The idea of mass espionage against citizens clashes with the central concept of democracy, namely a government of the people. It also further deepens the divide between the governors and the governed: It creates the “us versus them” mentality typical of authoritarian societies. It is also, of course, in contrast with the ideological cornerstones of the United States and of other Western democracies.

That said, two questions remain, which are the most pointed ones for me: What is all of this espionage for? Does technology really help?

My tentative answers are: 1) To create the idea that they are controlling that which is out of their control, and 2) No.

The problem with the so-called “era of information” is that we now have too much — far, far too much — of it at our fingertips. The amount of information exchanged over cathodic and electromagnetic networks, stored on computer bits and other gadgets, is beyond our imagination. Nonetheless, the pretension of — Big Brother’s — apprentice wizards is to seize it all. Technologically speaking, and with a great human effort, it is possible. The impossible part is editing it correctly.

Let me explain. Governments might seize millions of terabytes of information, but how do they find the needle in the haystack? How can they differentiate between the useful and the useless? Have they come up with the right algorithm for that?

I don’t think so, at least not yet. In order to do that, they have to clearly define what they want to spy on and what they don’t. And we all know that every bureaucrat with a policeman’s soul prefers to compile too much information than too little. The result is a veritable flood of barely refined information which is often useless, or at least very difficult to classify. At the end of the day, this classification will always be a subjective process carried out by a handful of civil servants. And that rarely ends well.

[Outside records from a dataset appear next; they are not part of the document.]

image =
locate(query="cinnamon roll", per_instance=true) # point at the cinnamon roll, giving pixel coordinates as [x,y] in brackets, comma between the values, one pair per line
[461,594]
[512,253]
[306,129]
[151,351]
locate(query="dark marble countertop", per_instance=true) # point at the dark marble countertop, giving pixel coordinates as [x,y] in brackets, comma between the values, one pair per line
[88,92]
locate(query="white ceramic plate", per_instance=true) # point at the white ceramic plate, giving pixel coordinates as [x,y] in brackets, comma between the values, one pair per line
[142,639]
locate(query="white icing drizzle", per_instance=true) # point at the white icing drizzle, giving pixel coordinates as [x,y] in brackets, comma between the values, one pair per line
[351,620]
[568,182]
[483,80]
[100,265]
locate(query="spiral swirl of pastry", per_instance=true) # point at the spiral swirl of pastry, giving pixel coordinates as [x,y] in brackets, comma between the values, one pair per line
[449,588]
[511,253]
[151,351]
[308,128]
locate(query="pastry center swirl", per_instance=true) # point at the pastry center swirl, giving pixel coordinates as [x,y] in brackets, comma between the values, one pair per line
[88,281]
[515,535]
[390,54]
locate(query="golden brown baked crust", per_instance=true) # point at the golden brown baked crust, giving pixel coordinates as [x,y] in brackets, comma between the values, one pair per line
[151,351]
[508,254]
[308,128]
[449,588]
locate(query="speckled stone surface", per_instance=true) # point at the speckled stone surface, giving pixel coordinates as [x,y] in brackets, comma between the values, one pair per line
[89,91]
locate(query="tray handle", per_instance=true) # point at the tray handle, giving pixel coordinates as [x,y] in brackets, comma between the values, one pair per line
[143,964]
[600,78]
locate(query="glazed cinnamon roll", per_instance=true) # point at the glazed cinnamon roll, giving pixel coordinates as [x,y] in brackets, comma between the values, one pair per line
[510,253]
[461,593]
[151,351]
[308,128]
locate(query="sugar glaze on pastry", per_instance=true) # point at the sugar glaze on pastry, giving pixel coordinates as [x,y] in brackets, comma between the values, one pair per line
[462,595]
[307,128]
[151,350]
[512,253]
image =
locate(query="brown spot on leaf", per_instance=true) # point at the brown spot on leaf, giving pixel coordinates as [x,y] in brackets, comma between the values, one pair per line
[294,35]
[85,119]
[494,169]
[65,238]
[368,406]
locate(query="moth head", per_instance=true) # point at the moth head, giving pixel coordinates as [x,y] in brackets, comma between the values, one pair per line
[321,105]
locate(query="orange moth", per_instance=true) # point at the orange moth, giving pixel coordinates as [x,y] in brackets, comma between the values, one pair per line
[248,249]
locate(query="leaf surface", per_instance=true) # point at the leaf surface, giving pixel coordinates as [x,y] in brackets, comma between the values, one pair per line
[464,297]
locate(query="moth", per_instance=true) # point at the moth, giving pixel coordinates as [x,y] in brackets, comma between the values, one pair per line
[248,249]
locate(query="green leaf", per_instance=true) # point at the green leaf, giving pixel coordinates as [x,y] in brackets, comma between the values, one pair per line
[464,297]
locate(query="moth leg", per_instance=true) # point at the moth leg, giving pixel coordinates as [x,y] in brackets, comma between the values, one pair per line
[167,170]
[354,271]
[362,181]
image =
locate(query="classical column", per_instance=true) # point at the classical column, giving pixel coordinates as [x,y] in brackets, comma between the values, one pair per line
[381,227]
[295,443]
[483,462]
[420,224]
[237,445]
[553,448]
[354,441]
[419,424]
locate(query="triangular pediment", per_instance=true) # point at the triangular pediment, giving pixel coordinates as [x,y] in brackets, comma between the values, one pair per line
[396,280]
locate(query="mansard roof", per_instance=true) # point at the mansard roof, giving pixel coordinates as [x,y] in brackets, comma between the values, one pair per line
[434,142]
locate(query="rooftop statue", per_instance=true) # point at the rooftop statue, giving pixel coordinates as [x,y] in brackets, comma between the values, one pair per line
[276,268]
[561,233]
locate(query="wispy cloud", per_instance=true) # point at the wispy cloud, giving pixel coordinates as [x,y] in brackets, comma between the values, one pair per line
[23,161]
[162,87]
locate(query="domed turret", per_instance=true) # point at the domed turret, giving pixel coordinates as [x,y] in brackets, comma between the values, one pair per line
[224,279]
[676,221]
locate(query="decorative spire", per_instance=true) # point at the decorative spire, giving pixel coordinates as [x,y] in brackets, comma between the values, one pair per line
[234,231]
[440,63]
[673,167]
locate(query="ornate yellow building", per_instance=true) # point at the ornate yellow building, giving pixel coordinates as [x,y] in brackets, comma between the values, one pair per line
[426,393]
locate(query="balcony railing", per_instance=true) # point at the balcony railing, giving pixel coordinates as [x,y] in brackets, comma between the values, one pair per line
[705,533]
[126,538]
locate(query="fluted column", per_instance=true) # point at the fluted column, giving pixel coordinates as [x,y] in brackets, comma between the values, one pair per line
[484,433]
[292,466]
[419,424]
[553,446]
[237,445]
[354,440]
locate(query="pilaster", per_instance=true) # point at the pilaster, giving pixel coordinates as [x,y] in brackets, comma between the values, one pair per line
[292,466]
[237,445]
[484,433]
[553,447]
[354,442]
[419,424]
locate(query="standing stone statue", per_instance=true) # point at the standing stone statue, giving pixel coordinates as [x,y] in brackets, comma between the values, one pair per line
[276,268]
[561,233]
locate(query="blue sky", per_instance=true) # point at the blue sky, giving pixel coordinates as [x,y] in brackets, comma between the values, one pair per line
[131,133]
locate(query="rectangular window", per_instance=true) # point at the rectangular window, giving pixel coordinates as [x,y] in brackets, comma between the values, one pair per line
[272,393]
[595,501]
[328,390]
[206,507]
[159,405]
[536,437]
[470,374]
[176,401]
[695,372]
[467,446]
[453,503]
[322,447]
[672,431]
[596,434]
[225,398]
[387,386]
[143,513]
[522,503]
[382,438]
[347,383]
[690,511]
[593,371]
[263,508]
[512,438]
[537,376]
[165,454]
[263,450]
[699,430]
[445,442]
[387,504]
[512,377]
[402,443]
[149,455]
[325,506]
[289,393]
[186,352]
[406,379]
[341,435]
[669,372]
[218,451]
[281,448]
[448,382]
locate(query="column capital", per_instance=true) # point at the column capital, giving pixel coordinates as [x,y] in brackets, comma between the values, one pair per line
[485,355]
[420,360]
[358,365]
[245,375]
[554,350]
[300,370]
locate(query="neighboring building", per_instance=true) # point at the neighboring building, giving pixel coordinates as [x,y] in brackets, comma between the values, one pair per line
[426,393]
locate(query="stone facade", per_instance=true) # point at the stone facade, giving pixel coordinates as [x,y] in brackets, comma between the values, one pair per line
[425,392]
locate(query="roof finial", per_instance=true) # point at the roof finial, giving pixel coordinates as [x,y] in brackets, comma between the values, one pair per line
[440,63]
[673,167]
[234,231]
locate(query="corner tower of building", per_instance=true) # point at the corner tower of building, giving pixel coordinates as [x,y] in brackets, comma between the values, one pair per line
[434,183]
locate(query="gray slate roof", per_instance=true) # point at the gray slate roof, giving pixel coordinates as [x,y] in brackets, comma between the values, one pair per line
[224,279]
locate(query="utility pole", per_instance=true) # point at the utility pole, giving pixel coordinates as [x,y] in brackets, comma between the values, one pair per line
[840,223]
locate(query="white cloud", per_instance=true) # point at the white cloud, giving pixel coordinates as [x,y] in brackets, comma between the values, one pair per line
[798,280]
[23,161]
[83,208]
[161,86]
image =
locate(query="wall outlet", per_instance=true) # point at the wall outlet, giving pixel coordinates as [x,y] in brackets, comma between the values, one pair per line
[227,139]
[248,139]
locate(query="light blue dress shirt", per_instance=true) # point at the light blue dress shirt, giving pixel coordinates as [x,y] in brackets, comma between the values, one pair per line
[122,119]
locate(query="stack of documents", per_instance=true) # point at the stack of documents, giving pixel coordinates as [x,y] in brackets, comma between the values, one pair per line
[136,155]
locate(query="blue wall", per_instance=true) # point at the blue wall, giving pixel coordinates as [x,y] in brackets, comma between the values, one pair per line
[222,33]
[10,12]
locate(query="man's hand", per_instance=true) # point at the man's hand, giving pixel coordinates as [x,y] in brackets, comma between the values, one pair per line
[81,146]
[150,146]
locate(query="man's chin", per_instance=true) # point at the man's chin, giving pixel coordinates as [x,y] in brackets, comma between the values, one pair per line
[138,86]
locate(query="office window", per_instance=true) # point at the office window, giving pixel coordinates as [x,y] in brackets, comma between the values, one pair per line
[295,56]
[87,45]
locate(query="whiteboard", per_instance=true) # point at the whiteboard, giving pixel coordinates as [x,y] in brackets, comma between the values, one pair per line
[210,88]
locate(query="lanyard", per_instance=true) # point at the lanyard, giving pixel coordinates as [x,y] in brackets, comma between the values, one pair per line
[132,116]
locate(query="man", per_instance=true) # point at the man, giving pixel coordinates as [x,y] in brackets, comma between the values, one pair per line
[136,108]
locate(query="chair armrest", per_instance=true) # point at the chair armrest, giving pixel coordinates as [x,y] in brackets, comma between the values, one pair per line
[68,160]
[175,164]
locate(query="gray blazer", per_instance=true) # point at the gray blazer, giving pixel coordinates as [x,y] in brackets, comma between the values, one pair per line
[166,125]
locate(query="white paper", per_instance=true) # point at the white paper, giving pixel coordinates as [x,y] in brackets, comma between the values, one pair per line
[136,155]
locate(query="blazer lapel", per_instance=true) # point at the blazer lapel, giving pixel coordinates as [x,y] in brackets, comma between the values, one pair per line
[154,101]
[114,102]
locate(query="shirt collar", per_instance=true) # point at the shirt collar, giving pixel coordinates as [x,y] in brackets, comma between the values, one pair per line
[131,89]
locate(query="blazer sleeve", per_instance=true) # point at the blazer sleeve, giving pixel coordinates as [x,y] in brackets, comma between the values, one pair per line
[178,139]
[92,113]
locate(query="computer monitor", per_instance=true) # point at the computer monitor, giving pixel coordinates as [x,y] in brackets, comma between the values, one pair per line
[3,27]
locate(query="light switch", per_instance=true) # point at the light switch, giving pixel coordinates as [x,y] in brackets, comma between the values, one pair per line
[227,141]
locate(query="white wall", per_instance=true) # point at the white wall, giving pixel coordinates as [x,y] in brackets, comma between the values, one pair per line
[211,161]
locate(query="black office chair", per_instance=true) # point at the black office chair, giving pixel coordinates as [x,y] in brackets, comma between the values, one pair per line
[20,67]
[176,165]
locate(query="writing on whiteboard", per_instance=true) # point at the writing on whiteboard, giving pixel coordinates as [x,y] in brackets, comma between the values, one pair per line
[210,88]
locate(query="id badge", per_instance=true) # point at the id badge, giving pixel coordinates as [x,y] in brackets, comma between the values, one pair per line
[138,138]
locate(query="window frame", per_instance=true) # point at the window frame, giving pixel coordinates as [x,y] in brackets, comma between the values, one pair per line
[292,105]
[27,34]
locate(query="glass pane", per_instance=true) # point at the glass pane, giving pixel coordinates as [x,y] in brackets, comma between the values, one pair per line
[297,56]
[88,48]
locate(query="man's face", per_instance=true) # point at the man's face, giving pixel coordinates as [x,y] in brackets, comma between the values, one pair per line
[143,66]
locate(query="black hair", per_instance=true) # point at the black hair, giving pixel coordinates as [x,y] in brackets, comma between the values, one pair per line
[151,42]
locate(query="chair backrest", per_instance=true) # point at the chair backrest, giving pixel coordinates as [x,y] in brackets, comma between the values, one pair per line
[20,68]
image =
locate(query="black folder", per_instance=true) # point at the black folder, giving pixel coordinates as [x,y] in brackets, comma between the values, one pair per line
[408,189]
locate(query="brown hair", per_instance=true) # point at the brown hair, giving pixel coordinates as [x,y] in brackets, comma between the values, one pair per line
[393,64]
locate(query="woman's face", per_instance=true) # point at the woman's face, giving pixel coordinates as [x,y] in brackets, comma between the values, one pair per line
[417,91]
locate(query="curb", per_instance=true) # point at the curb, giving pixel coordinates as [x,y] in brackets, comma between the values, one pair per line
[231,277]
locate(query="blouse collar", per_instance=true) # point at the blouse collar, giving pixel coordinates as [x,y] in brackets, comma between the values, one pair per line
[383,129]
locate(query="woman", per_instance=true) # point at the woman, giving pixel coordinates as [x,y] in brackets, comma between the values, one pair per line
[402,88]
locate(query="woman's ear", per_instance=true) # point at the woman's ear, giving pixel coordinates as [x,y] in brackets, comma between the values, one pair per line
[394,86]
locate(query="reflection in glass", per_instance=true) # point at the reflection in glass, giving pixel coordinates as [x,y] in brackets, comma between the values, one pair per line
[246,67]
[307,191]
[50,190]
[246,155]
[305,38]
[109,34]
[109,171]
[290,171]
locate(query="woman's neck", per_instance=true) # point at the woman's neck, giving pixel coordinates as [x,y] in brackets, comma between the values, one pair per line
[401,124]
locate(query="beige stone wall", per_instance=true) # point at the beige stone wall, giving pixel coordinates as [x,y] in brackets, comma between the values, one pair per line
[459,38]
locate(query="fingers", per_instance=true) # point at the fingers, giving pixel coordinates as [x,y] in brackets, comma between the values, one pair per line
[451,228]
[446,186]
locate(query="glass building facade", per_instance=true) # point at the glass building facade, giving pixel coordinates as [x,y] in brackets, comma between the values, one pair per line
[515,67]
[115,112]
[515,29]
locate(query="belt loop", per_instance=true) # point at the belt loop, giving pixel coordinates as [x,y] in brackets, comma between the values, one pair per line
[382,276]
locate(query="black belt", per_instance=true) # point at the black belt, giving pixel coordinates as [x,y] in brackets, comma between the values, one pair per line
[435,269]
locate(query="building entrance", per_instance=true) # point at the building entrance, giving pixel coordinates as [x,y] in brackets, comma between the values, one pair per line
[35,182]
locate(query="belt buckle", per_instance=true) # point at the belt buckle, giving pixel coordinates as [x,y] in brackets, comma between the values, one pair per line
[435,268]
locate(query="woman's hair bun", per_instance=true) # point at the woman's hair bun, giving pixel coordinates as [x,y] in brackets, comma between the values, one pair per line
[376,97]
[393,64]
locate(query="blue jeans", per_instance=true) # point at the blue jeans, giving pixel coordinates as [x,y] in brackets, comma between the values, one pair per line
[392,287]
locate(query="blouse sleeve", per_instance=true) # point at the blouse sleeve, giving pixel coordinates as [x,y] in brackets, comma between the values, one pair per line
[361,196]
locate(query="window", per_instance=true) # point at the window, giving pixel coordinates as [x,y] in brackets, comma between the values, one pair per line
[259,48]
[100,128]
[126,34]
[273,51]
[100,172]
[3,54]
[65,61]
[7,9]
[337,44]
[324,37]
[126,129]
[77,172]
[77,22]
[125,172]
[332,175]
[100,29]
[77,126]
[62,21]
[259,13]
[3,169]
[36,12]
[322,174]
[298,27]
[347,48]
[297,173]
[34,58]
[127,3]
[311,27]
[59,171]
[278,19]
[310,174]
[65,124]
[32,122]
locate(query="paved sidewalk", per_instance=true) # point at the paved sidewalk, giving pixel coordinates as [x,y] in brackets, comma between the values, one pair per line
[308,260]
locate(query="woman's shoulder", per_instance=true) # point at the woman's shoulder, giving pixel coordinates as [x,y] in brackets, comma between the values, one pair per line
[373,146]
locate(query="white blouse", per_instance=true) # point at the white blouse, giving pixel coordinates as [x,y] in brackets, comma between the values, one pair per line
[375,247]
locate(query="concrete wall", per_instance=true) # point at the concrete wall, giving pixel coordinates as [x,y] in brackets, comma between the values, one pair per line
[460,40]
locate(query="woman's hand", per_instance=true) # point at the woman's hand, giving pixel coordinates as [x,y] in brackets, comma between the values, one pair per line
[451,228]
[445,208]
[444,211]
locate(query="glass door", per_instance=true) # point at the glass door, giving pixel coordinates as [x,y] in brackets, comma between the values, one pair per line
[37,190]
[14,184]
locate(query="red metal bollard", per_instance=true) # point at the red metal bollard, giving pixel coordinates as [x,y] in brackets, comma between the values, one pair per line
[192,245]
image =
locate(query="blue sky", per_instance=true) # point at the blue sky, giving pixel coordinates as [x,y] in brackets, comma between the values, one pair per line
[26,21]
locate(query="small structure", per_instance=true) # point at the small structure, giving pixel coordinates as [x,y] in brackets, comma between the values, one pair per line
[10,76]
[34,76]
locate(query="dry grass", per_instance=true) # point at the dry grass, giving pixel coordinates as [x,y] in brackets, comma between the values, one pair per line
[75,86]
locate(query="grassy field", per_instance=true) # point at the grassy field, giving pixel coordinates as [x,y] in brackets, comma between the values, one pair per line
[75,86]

But this overzealous compilation often creates its own gaps. It is like those firewalls that try to keep employees on task — they cannot access pages that use the words “sex” or “puta” [bitch, whore] and as a result they cannot access the “Sexagésima segunda legislatura de la Cámara de Diputados” [The 62nd Term of the Chamber of Representatives], but they can access those dedicated to “she-males.” It is a whole lot of spying in the name of national security, but when it comes down to it, it is more or less useless.

In the case of the United States, let us take the case of the Tsarnaev brothers. They were surely watched and monitored using all of the most advanced methods. Even Moscow had warned the Americans they were planning something ugly. But in the midst of so much information, this got left by the wayside, apparently because of some gringo’s inability to spell such a difficult surname, with the tragic results that we all saw in Boston.

In other words, in a democracy, spying is all but useless. Let’s leave it to the dictators, shall we?